You cannot mandate a program with Executive direction or just buy a tool.

When building a new program, many start here, thinking we’ll just create a policy and then everyone will follow along and do the right thing for security. Unfortunately, an Executive’s direction is not enough to change the security culture. It does not hurt along the way to have executive buy-in, but it won’t kick start the program.

Tools are helpful when people understand how to actually use them. The struggle when building a new program is to start by buying expensive tools, only to find that no one knows how to operate them and derive value from the > USD 100K investment.

Humans + automation = a strong program.

Automation is required to grow to receive the label as a “strong” program.
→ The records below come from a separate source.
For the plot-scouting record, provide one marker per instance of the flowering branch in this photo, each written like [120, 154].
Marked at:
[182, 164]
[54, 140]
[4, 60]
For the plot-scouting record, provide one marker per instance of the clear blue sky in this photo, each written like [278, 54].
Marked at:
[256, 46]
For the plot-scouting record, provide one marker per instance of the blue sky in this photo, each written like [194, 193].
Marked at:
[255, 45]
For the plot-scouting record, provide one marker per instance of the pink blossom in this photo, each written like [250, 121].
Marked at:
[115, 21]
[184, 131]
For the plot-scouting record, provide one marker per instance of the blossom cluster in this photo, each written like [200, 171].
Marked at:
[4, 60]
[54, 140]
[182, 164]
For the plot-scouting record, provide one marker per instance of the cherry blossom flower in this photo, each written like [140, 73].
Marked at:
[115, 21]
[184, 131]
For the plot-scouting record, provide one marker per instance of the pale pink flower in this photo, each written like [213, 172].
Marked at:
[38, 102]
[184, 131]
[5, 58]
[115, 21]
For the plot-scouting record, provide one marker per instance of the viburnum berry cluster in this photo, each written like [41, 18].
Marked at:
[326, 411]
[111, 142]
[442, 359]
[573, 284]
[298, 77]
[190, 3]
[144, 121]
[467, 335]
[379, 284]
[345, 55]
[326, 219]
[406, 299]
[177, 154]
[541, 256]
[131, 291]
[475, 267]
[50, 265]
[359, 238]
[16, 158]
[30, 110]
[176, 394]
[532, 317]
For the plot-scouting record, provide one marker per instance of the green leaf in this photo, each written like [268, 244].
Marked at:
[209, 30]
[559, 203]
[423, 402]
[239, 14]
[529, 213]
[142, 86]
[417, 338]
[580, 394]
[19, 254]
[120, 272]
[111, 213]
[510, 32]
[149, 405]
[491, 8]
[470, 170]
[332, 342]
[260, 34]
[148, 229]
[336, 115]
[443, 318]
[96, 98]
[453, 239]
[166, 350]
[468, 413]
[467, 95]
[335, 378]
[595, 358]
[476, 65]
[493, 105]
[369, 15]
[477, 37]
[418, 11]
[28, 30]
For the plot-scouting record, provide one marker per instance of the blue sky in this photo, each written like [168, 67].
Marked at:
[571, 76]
Human beings are at the center of any effort, but we need tools to magnify their efforts. Software development is moving towards more and more automation (build pipeline), and a robust program embraces automation.

Tools are noisy and hard to configure and require tuning.

Tools should never deploy in an out of the box configuration. The key to encouraging developers with tools and automation is to not inundate them with technology that disrupts their normal development flow. Ask the tool vendors what situations allow their solution to excel, and then deploy in such a way so that it’s positive attributes shine.

Sometimes you’ll have to use multiple tools to do one job. That is the current state of where we live now in the application/software security space.

Prepare dev’s to use the tools to scan the code.

Get the tools as close to the developers as possible. For most dev’s, invade their IDE with the front end to your tooling. This engages the developers as they work, and allows them to fix security issues detected by the tools as they develop (in the flow). The classic approach was fixing security issues days or weeks after completing a block of code. Inter IDE based solutions are the best.

Use a team of security testers to take their knowledge and abilities to the next level.

Security test is an important function, and it’s essential to raise the knowledge level of everyone regarding security testing in a DevOps world. There is value, after reaching a certain program maturity, in building a dedicated application security red team to focus on finding the hard issues within your applications.

Culture hacking: integrate with what developers do, instead of asking them to come to us.

Culture hacking — small adjustments to the culture in an attempt to cause positive change. In the security program, meet the developers where they already are, and practice empathy. Think about the natural way to integrate whatever you hope to accomplish within the developer’s world. Just because we’re from security, does not mean we have all the answers.